Formação de quadrilha

No nosso ritmo diário, eu incluí algumas caminhadas pelo bairro com os meninos. As crianças estudam numa Waldorf, que fica num sítio, lá em Embu das Artes (Escola Waldorf Guayi). É muita natureza, muito espaço e a comunidade, que é maravilhosa.
Como eu vou manter os caras em casa o dia todo?
Nós ficamos longe das pessoas. Observamos a segurança toda.
Bom dia, boa tarde. Sempre à distância.
No caminho coletamos flores bonitas, para mostrar para a mãe que fica em casa.
Cada um com uma tarefa. Chico desenha as flores. Gabriel faz um mapa do caminho, que todo dia muda e eu nunca conto qual vai ser a rota (primeiro porque eu adoro andar assim, sem saber direito onde estou indo e segundo, para manter a surpresa e controlar a ansiedade). Pedro escreve o que observou.
Mas agora já começamos a ser olhados como malucos.
Agora já tem muita gente com as máscaras. Pouca gente na rua.
Eu passo com minha quadrilha e aquela senhora procura um lenço pra colocar na cara. Ela aperta o passo na nossa frente.
E eu digo a eles que esperem. Que mantenham a distância. Que se mantenham firmes.

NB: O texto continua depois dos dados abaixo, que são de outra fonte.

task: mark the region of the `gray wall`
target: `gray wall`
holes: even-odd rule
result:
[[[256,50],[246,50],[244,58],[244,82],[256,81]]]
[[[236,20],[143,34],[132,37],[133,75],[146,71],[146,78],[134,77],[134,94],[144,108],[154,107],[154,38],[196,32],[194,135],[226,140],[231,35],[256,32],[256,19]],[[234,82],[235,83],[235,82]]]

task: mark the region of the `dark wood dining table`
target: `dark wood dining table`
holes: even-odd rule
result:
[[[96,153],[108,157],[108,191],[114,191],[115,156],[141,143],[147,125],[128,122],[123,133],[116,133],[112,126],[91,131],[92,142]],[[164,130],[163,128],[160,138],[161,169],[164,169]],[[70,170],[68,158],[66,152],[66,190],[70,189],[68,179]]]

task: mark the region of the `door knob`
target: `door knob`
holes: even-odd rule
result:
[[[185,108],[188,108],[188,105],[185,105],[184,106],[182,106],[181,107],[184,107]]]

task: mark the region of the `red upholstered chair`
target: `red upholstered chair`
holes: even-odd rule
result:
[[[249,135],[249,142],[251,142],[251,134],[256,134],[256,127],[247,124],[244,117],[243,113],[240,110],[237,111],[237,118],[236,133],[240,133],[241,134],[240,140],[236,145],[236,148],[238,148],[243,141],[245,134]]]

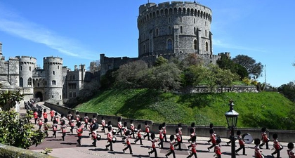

Ontem não saímos. Porque eu precisei aprontar os computadores para a quarentena. Meu Macbook antigo foi formatado e ficou para as crianças. Eles estão fazendo hangouts e recebendo as lições pelo meu WhatsApp e eu tinha que ficar esperando isso acabar para poder usar. Minha máquina nova também precisava de uma otimizada e eu já fiz tudo ontem.

Então os meninos ficaram por aqui, dentro da casa. Mas no fim da tarde, foram pro teto verde. Que benção ter feito isso! Que benção ter construído essa casa assim!